Symptoms of Cushing's disease in dogs
A dog with Cushing's disease will develop symptoms gradually. They will include weight gain, hair loss, and urination in inappropriate places. Other symptoms include increased water consumption, increased urination, increased appetite, pot-belly, weight gain, loss of muscle mass, exercise intolerance, excess panting, and baldness. The disease can also cause diabetes, pancreatitis, and seizures.
Diagnosis of canine Cushing's disease
If Cushing's disease is suspected, the veterinarian will likely begin by doing blood work. Elevated liver enzymes, cholesterol, blood glucose, and white blood cells will indicate Cushing's disease. Urinalysis, X-rays, and ultrasound might also be used in reaching a diagnosis. The doctor will likely do a urine cortisol/creatinine ratio test as well as other diagnostic testing.

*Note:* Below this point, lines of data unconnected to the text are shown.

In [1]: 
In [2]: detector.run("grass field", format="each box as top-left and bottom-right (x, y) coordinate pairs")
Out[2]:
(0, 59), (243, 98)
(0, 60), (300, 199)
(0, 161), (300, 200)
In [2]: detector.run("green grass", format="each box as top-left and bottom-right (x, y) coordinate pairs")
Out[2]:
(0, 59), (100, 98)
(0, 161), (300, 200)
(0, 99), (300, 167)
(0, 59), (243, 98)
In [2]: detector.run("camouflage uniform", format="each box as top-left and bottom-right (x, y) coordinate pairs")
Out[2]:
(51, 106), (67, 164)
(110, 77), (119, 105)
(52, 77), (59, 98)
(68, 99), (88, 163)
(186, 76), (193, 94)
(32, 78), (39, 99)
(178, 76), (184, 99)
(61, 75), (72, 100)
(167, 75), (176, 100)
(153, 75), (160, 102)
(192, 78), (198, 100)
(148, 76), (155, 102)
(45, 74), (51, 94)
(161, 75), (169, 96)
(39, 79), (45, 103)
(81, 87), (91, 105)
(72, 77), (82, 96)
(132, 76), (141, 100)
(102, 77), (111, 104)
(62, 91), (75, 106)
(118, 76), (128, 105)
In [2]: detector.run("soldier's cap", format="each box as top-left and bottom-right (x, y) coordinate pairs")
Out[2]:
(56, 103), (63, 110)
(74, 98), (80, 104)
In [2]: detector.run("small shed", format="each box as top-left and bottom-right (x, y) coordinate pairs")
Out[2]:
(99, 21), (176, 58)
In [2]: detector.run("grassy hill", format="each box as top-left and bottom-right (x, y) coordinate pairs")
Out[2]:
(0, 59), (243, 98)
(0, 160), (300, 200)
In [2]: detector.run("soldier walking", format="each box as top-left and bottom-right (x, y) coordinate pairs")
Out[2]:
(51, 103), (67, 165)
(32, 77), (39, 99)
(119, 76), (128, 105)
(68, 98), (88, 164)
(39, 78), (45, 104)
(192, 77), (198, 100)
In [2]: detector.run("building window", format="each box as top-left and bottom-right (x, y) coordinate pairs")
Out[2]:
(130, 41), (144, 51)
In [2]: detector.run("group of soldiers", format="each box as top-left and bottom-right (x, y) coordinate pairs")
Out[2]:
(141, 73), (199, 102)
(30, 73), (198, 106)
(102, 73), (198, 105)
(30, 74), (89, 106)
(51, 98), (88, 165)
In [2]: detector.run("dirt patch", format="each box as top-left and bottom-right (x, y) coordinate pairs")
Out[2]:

Treatments for Cushing's disease
Treatment depends upon the type of Cushing's disease the dog has been diagnosed with. Because the condition occurs in elderly pets, sometimes the decision is made to give no treatment except that which will make the pet more comfortable. In other cases, surgery, radiation, or chemotherapy can be used. Medications such as lysodren, trilostane, ketaconazole, L-deprenyl, anipryl, or vetoryl might also be prescribed.
Prognosis of Cushing's disease in dogs
If not treated, Cushing's disease will progress, causing various other illnesses. Too much cortisol leads to a weakened immune system and leaves the body vulnerable to disease and infection. These will eventually prove fatal to the dog who is not treated or lead to the dog's euthanasia.
However, with treatment, dogs generally recover within four to six months and can remain healthy for years. Because most dogs diagnosed with Cushing's disease are elderly, they are able to live out their normal life span and usually die of something unrelated to the condition.